Queering War: Gender, Children and the Charge of Mass Violence


  • Date: November 13th, Wednesday, 2019 12:00-14:00
  • Location: Room 240, SNUAC (Bldg. 101)

Sabine Frühstück

Koichi Takashima Chair in Japanese Cultural Studies

Professor, Department of East Asian Languages & Cultural Studies

University of California at Santa Barbara

fruhstuck@eastasian.ucsb.edu

http://www.eastasian.ucsb.edu/people/faculty/sabine-fruhstuck/

 

Sabine Frühstück is the Koichi Takashima Chair in Japanese Cultural Studies at the University of California at Santa Barbara. She is mostly interested in the study of modern and contemporary Japanese culture and its relationships to the rest of the world. Frühstück has published widely on the ageing of society, gender and sexuality, the military, war and violence, and childhood and play in modern and contemporary Japan. Her recent publications include Playing War: Children and the Paradoxes of Modern Militarism in Japan (University of California Press, 2017) and Child’s Play: Multi-sensory Histories of Children and Childhood in Japan (co-edited with Anne Walthall, University of California Press, 2017). She is currently completing a monograph on Gender and Sexuality in Modern Japan that is contracted with Cambridge University Press.

 

Queering War: Gender, Children and the Charge of Mass Violence

 Not since the beginning of the twentieth century has a newly fervent rhetoric about the condition and future of Japan’s children and childhood so closely coincided with an equally heated debate about (the specter of) Japan’s rise as a military and war-making power. In debates regarding both issues, the figure of the child has been rhetorically mobilized to represent both national decline and a weakening of the late capitalist belief in a yet brighter, richer, and happier future. At the same time, children and their emotional value—replete with their presumed vulnerability, innocence, and sweetness, which has been so regularly utilized over the decades—appear to today hold more use value with the military than at any other moment since the end of the Asia-Pacific War. Yet, the terrain has shifted: the militarization of childhood of the modern era has lost ground to and is closely intertwined with the ever-multiplying mechanisms that further the infantilization of militarism.

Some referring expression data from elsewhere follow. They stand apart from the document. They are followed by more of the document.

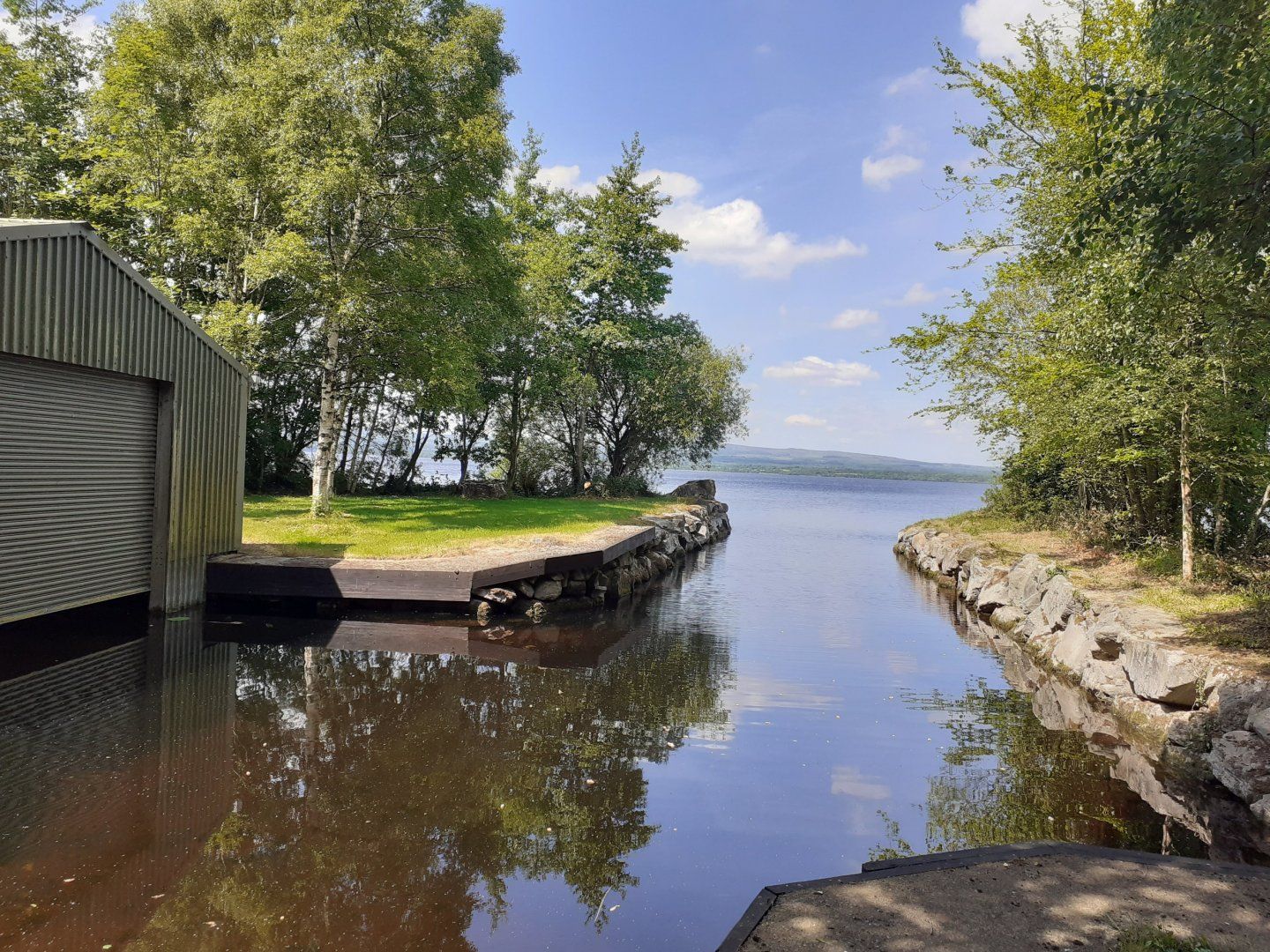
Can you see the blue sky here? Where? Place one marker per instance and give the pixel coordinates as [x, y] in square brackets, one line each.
[804, 144]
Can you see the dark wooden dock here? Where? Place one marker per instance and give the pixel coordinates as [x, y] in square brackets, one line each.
[436, 580]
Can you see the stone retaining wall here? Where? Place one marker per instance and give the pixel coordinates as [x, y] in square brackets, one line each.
[1177, 703]
[675, 536]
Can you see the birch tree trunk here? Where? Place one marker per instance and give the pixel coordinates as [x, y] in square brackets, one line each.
[328, 421]
[1255, 522]
[1186, 498]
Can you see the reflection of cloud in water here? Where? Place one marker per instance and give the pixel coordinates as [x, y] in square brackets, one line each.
[850, 782]
[902, 663]
[840, 637]
[755, 692]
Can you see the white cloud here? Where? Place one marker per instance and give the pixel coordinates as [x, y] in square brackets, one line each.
[987, 23]
[733, 234]
[805, 420]
[909, 81]
[736, 234]
[879, 173]
[818, 372]
[920, 294]
[854, 317]
[895, 138]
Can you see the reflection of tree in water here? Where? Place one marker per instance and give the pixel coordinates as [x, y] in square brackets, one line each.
[392, 796]
[1009, 779]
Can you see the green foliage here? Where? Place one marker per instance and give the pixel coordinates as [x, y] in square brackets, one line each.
[43, 71]
[328, 188]
[421, 525]
[1117, 354]
[1148, 938]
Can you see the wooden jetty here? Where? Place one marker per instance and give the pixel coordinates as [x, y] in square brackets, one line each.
[442, 580]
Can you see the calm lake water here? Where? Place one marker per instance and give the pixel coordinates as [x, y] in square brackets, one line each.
[796, 703]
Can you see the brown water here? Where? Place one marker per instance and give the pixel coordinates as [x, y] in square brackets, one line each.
[796, 703]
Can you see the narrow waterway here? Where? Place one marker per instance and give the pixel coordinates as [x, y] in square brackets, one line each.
[796, 703]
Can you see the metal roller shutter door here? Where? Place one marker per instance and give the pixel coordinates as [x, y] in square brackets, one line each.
[77, 487]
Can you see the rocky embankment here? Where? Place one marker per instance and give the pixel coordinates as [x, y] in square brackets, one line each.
[1177, 703]
[673, 537]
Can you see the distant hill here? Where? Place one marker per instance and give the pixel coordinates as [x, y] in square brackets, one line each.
[827, 462]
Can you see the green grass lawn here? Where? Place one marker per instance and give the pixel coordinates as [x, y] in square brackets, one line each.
[399, 527]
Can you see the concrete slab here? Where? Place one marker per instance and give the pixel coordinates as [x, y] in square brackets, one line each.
[1032, 896]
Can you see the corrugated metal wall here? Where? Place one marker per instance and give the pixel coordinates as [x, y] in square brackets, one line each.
[66, 297]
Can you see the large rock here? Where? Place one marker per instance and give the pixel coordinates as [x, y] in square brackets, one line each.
[977, 576]
[995, 591]
[695, 489]
[1027, 583]
[1163, 674]
[496, 594]
[482, 489]
[1241, 763]
[1057, 605]
[1073, 649]
[548, 591]
[1109, 632]
[1259, 723]
[1006, 617]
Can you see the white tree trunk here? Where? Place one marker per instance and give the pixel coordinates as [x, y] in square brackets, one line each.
[1188, 505]
[328, 429]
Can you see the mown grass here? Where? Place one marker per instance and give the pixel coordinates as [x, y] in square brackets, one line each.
[392, 527]
[1152, 940]
[1227, 608]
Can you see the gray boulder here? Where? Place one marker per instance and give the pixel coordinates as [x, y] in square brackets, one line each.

In this talk, Frühstück analyzes various modes of “Queering War”—the ways the Self-Defense Forces and the U.S. Forces Japan have manipulated the categories of childhood and war in order to appeal to (eventually recruitable) children. While military recruitment materials around the world have claimed the capacity to turn formerly unformed and directionless children into adults and, particularly, boys into men, the Self-Defense Forces, more than any military establishment elsewhere, has taken a different route, instead variously infantilizing, feminizing, and sexualizing service members, potential recruits, and sympathizers. Such efforts are the means by which the Self-Defense Forces’ public relations apparatus attempts to ensure its viability in an environment marked by the contentious legacy of Japan’s imperialist war in Asia—as well as by an ever-shrinking population, whose young generation shows next to no signs of a will to war, thus potentially hampering the current administration’s aspirations.



SNUAC Northeast Asia Center invited Professor Sabine Frühstück (University of California at Santa Barbara) for a lecture on the changes in contemporary Japanese society with the topic “Queering War: Gender, Children and the Charge of Mass Violence” on November 13th.

Prof. Frühstück illuminated how the U.S. Forces in Japan have manipulated the categories of childhood and war in order to appeal to children, and critically analyzed that mass violence from a gender studies point of view is being justified through tactful propaganda and manipulations on children. Photos, animations, and video materials showed that while military recruitment materials generally utilize masculinity as their major means, the Self-Defense Forces in Japan have instead infantilized, feminized, and sexualized service members, potential recruits, and sympathizers. Prof. Frühstück suggested that such promotional strategy of the Self-Defense Forces is at once an attempt to ensure its viability in an environment marked by the contentious legacy of Japan’s imperialist war in Asia as well as a response to an ever-shrinking population, whose young generation shows next to no signs of a will to war, thus potentially hampering the current administration’s aspirations. As she continued a discussion with the participants, she also shared her gender theory approach to the changes in contemporary Japanese society.